France holds a true treasure in its southern region. Avenues lined with palm trees, the South of France is a paradise for all; offering mountain views, ocean breeze, city amenities with a small town vibe. 

Dress made completely of waterbottles

It was rainy on my first full day, so my friends and I started off our day by walking through the markets consisting of dried fruit stands and soaps made in Provence, making our way towards the Nice Modern Museum of Art. I loved the layout of the museum, and thought it was conceptually beautiful because of the way they would mix pieces by different artists contrasted by windows showing off the colorful city. 

Obsession with rose gelato

The next day was beautiful. With clear sunny skies, we put on our dresses and headed to the beach. Being Easter Sunday, there were many people out dressed in bright colors and cheerful. We basked in the sun and planned our trip to Monte Carlo. 
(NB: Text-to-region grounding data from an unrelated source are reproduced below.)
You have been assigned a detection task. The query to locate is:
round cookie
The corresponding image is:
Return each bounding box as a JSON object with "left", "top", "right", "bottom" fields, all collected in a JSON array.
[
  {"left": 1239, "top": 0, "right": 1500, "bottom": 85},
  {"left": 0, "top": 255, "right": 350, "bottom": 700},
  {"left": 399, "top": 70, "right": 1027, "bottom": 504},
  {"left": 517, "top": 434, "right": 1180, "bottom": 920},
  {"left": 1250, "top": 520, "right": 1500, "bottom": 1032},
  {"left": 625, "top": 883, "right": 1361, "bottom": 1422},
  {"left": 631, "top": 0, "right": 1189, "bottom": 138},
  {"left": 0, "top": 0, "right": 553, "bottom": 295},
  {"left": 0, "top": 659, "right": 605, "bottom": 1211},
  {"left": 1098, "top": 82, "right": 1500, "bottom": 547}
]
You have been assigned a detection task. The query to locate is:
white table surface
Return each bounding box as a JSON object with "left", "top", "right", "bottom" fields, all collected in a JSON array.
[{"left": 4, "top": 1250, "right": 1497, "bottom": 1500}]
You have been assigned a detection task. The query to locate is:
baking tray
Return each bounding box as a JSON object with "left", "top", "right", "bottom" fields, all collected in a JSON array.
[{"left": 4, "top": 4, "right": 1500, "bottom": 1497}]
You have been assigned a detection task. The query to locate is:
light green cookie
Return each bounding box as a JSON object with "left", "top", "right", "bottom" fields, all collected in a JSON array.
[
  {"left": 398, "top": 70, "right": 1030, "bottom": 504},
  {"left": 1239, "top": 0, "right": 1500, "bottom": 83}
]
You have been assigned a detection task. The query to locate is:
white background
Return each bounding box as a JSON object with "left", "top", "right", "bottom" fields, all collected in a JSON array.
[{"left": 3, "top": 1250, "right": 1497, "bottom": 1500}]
Reddest strawberries I have ever seen 

We took a train 30 minute train to Monaco (which by the way is its own country) to visit Monte Carlo. Other than the crystal blue water (after all, it is the Côte D’Azur) and the casino, nice cars and luxe shops—that was pretty much all Monte Carlo had to offer. 

After Monte Carlo, we took the train to Beaulieu (meaning “beautiful place”) and walked through the antique market and then headed back to Nice.

 Our last day, Brigitte and I woke up early and took a train to Antibes. We went to see the Picasso museum, and unfortunately it wasn’t open! So, we walked around the town, through the markets and had a nice lunch. It was then back to Nice until the six hour train ride back to Paris!